Le ministre luxembourgeois de l’Immigration, Nicolas Schmit a apprécié l’approche de la Commission et de la commissaire Malmström, qui selon lui "ne propose pas de réponses simples à un problème complexe". Car pour le ministre, le rétablissement des contrôles aux frontières intérieures ne résout ni la question des poussées migratoires, ni celle de la criminalité transfrontalière. Cela est pour lui "une façon de voir des populistes en Europe qui grève le fonctionnement de l’espace Schengen et entame un des piliers fondamentaux de l’UE en jouant avec les peurs des citoyens".
Aux questions migratoires, il faut pour Nicolas Schmit une réponse globale. La Commission propose une approche stratégique des relations avec les pays tiers sur les questions liées aux migrations, à la mobilité et à la sécurité. Il faut aussi inclure le développement de ces pays.

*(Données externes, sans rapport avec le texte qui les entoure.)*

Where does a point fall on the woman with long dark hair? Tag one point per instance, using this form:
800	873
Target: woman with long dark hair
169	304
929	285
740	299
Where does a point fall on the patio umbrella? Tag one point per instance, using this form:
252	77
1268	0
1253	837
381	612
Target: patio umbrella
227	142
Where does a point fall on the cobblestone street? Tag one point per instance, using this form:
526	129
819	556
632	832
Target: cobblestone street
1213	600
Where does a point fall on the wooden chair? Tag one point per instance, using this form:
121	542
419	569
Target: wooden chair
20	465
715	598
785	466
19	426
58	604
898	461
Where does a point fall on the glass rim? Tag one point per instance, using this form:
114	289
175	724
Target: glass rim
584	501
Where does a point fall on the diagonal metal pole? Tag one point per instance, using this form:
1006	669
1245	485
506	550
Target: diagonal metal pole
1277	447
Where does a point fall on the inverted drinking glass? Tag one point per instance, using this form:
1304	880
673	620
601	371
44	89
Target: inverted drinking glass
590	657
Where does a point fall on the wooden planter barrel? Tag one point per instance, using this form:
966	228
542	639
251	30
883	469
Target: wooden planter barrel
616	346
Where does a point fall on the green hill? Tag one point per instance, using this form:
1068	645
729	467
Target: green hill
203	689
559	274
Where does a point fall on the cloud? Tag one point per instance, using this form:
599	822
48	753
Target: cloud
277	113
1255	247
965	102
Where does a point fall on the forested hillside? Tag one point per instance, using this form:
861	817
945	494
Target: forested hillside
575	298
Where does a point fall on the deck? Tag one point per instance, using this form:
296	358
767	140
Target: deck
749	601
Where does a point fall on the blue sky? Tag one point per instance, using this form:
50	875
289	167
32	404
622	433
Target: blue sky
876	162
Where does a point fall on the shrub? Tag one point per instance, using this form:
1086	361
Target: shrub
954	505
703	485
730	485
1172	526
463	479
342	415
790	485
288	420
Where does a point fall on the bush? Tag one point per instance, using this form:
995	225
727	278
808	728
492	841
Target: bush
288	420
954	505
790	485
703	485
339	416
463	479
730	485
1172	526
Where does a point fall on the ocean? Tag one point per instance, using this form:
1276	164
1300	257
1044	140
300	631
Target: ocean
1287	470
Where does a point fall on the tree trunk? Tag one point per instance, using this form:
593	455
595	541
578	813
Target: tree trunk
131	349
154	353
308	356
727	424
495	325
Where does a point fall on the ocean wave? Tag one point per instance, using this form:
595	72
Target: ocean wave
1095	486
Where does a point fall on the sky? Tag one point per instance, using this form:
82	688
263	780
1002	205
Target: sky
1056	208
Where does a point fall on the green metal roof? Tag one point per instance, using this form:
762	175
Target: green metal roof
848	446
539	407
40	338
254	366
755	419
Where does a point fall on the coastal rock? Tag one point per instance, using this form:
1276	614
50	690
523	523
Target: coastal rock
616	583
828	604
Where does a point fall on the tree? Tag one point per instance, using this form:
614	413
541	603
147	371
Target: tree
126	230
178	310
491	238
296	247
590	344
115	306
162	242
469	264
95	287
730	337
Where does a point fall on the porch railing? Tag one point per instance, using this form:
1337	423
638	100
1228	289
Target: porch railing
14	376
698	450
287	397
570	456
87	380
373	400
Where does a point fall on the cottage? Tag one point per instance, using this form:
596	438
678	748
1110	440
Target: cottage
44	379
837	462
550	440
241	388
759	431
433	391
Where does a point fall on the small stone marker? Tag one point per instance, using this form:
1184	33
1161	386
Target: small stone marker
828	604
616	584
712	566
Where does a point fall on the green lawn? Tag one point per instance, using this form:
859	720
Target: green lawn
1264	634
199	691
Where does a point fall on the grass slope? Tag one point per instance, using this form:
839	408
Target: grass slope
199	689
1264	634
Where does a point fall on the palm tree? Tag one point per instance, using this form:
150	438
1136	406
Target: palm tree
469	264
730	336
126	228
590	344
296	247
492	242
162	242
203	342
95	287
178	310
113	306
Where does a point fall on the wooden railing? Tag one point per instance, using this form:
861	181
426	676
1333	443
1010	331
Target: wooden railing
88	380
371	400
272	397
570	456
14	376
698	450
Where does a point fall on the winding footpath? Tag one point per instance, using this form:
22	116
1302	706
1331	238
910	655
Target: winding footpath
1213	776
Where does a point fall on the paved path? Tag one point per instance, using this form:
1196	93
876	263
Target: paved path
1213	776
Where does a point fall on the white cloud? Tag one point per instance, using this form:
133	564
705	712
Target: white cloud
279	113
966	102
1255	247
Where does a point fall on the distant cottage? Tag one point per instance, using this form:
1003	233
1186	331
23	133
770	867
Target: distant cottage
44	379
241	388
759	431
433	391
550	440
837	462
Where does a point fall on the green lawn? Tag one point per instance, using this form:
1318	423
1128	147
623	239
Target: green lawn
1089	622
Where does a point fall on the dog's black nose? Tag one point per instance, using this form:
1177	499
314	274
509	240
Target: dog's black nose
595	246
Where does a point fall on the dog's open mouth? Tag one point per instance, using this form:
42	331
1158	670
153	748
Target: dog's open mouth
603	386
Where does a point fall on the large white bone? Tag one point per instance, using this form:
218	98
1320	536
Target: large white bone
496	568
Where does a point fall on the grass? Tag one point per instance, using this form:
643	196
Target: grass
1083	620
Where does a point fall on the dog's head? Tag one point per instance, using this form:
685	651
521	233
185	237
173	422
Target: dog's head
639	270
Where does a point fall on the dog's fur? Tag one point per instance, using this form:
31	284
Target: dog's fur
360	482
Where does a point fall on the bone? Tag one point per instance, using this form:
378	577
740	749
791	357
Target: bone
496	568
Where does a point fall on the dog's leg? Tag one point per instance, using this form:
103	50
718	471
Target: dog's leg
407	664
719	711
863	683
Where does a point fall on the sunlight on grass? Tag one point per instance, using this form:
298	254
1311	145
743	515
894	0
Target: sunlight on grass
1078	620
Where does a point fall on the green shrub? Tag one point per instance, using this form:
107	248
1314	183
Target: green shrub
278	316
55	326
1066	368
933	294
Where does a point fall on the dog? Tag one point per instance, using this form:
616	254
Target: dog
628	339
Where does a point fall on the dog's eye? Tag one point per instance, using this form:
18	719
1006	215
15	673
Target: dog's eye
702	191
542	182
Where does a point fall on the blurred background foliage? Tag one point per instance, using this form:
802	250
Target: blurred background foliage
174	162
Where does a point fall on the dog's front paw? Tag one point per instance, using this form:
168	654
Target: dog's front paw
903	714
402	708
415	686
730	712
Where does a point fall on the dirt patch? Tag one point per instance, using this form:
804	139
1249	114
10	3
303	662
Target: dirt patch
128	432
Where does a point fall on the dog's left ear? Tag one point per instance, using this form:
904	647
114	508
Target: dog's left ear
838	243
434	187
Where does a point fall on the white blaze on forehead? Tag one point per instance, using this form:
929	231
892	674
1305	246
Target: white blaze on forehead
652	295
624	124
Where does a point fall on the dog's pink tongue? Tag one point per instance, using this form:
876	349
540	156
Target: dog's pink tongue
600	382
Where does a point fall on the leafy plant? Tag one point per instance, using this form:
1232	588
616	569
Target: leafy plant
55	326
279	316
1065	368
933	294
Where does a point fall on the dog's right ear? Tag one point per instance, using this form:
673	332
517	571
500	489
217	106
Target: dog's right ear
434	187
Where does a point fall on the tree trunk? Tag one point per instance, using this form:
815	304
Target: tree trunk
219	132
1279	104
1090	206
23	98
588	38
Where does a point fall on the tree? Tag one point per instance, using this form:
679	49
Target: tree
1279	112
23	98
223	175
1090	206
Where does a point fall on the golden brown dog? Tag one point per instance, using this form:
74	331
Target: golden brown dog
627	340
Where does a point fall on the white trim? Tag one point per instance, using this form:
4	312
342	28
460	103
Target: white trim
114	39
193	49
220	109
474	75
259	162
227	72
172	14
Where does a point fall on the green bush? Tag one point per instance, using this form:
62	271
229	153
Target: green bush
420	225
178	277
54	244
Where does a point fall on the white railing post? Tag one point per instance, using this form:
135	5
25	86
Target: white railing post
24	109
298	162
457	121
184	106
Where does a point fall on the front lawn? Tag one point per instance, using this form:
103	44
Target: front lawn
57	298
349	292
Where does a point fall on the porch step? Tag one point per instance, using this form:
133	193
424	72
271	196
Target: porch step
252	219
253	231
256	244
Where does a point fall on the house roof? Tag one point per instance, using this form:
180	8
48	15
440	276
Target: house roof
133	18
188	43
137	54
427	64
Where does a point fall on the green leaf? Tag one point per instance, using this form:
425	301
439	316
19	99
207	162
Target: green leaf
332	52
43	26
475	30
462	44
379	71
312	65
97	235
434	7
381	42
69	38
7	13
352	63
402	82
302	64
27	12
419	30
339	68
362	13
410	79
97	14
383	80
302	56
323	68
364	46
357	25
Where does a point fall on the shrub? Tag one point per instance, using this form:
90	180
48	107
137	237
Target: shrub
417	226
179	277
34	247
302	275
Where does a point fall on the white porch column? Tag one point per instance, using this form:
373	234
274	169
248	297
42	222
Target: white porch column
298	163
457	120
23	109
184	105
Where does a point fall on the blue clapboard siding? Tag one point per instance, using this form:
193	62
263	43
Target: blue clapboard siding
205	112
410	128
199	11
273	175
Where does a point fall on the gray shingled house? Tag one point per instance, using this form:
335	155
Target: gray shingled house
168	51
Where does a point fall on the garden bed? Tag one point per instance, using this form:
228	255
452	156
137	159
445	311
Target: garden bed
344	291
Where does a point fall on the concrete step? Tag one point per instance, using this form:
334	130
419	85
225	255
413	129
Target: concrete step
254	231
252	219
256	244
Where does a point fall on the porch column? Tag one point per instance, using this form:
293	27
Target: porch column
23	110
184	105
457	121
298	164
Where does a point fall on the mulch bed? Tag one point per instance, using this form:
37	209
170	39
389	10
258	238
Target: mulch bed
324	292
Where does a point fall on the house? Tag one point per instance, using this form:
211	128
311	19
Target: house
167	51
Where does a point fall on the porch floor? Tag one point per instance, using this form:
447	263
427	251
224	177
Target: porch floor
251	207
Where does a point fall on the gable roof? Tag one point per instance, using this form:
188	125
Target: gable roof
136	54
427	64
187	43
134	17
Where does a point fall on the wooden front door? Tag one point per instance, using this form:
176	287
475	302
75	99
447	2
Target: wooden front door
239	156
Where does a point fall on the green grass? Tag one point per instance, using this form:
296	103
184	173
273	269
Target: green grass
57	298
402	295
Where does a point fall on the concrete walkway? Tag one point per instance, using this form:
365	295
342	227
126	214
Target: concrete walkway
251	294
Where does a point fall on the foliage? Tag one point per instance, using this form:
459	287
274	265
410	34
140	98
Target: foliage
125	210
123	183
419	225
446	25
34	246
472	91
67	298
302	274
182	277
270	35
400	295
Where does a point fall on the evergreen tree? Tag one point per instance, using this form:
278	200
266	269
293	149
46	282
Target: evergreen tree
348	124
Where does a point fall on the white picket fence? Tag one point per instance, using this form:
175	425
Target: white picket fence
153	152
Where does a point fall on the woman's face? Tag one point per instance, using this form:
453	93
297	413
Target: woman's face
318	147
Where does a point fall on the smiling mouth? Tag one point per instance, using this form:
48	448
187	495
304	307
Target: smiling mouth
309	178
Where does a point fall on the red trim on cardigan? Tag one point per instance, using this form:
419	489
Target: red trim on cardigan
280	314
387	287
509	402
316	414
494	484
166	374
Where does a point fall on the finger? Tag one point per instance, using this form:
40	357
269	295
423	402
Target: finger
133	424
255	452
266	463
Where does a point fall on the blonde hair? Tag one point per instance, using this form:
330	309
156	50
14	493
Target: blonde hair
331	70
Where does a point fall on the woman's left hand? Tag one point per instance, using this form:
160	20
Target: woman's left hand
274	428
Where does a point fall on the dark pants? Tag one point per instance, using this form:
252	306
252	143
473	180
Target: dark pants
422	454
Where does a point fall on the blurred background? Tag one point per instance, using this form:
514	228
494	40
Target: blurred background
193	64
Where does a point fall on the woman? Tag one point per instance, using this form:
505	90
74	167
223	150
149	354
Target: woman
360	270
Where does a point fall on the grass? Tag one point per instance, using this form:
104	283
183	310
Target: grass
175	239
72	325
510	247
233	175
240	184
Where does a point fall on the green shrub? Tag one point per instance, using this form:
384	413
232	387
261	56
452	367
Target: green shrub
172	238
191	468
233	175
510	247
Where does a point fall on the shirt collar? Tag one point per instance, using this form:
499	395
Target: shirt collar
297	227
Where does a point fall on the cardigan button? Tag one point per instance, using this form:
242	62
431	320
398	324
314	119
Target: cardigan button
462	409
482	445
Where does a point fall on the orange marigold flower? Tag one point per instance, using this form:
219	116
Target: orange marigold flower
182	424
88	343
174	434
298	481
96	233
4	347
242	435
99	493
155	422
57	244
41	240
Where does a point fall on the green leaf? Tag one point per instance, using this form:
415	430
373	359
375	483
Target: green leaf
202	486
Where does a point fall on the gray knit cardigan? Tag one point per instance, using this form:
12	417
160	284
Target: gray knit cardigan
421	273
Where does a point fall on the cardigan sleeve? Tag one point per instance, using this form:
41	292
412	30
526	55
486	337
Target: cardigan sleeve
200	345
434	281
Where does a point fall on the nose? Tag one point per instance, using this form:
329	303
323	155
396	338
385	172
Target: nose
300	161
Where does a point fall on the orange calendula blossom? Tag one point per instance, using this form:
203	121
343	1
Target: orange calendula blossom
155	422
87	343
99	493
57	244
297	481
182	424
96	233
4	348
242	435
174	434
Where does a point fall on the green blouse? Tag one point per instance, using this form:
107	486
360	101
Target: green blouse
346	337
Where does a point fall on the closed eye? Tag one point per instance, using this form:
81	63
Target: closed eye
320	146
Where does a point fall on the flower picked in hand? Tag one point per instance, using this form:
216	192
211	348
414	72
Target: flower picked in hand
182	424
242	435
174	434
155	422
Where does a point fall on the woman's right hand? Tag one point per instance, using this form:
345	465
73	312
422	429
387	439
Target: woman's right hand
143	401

Selon le ministre luxembourgeois, il faudra bien entendu renforcer les frontières extérieures, en veillant à ce que chaque État membre contrôle efficacement son segment de la frontière extérieure de l'UE, en impliquant encore plus l’agence FRONTEX, en impliquant surtout les pays tiers.
Sur le court terme, il faudra, selon Nicolas Schmit, intervenir également sur les conséquences migratoires déclenchées par la guerre civile en Libye. Des centaines de milliers de personnes, libyennes et surtout anciens émigrés en Libye, se retrouvent déplacées en Tunisie, en Egypte. Il faudra aider à les rapatrier dans leur pays d’origine, en accepter certains, qui ne peuvent être rapatriés en Europe, aider en attendant la Tunisie et les autres pays qui les abritent.
Nicolas Schmit s’est étonné, à l’instar de Sandor Pinter, que certains ministres et médias aient trouvé que Schengen serait en danger et qu’il faudrait le sauver. C’est y aller un peu fort, selon le ministre. Schengen, qui est pour lui un pilier de l’UE, n’est pour lui mis en danger que par la renationalisation des décisions et la méthode intergouvernementale. "Certains disent que le contrôle aux frontières est une affaire des Etats nationaux, qu’il faut une nouvelle gouvernance. Mais nous avons une gouvernance européenne, avec le Conseil, le Parlement européen et la Commission. C’est à ce système qu’il faut recourir, sinon nous affaiblissons l’UE et mettons vraiment en danger la libre circulation des personnes", a plaidé le ministre. Schengen est pour Nicolas Schmit un "pool de souveraineté" basé sur la solidarité et l’intérêt commun. Bref, "il ne faut pas sortir la Commission de la gouvernance de Schengen".
Préciser l’article 23 du code Schengen qui concerne les conditions permettant de rétablir le contrôle aux frontières intérieures ne pose pas de problème selon le ministre. Mais procéder comme le fait le gouvernement du Danemark, pour des raisons électorales et pour s’assurer le soutien des populistes d’extrême droite, cela est douteux. "Un Etat membre ne peut pas décider tout seul s’il est en conformité avec Schengen", affirme Nicolas Schmit, qui ne croit pas non plus que le contrôle aux frontières intérieures soit le meilleur moyen de lutter contre la criminalité organisée transfrontalière, mais plutôt "une vision simpliste des choses". "Une coopération policière transfrontalière comme celle prévue par Schengen est plus efficace que les contrôles aux frontières intérieures", pense-t-il.